A measurement of the exclusive two-photon production of muon pairs in proton-proton collisions at sqrt(s)= 7 TeV, pp to p mu^+ mu^- p, is reported using data corresponding to an integrated luminosity of 40 inverse picobarns. For muon pairs with invariant mass greater than 11.5 GeV, transverse momentum pT(mu) > 4 GeV and pseudorapidity |eta(mu)| < 2.1, a fit to the dimuon pt(mu^+ mu^-) distribution results in a measured cross section of sigma(pp to p mu^+ mu^- p) = 3.38 [+0.58 -0.55] (stat.) +/- 0.16 (syst.) +/- 0.14 (lumi.) pb, consistent with the theoretical prediction evaluated with the event generator Lpair.
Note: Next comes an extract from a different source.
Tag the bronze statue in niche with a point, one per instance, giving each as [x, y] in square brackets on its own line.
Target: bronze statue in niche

The ratio to the predicted cross section is 0.83 [+0.14-0.13] (stat.) +/- 0.04 (syst.) +/- 0.03 (lumi.). The characteristic distributions of the muon pairs produced via photon-photon fusion, such as the muon acoplanarity, the muon pair invariant mass and transverse momentum agree with those from the theory.

Figures (10)

• Figure 1: Schematic diagrams for the exclusive and semi-exclusive two-photon production of muon pairs in pp collisions for the elastic (left), single dissociative (center), and double dissociative (right) cases. The three lines in the final state of the center and right plots indicate dissociation of the proton into a low-mass system $N$.
• Figure 2: Efficiency of the zero extra tracks selection vs. distance to closest track computed with the artificial vertex method in zero-bias data. The points correspond to events with 0, 1, 2, and 8 real vertices in the event. Events to the right of the vertical dashed line are selected. The vertical error bars are negligible.
• Figure 3: Efficiency of the zero extra tracks selection vs. distance to closest track computed for DY events in simulation. Events to the right of the vertical dashed line are selected. The vertical error bars are negligible.
• Figure 4: Distribution of $p_{\mathrm{T}}\xspace({\mu^+}{\mu^-})$ for the selected sample. Data are shown as points with statistical error bars. The histograms represent the simulated signal (yellow), single (light green) and double (dark green) proton dissociative backgrounds, and DY (red). The yields are determined from a fit using the distributions from simulation.
• Figure 5: One and two standard-deviation contours in the plane of fitted parameters for the proton-dissociation yield ratio vs. modification parameter $a$ (left), the data-theory signal ratio vs. modification parameter $a$ (center), and the data-theory signal ratio vs. proton-dissociation yield ratio (right). The contours represent 39.3% and 86.5% confidence regions, where the cross indicates the best-fit point.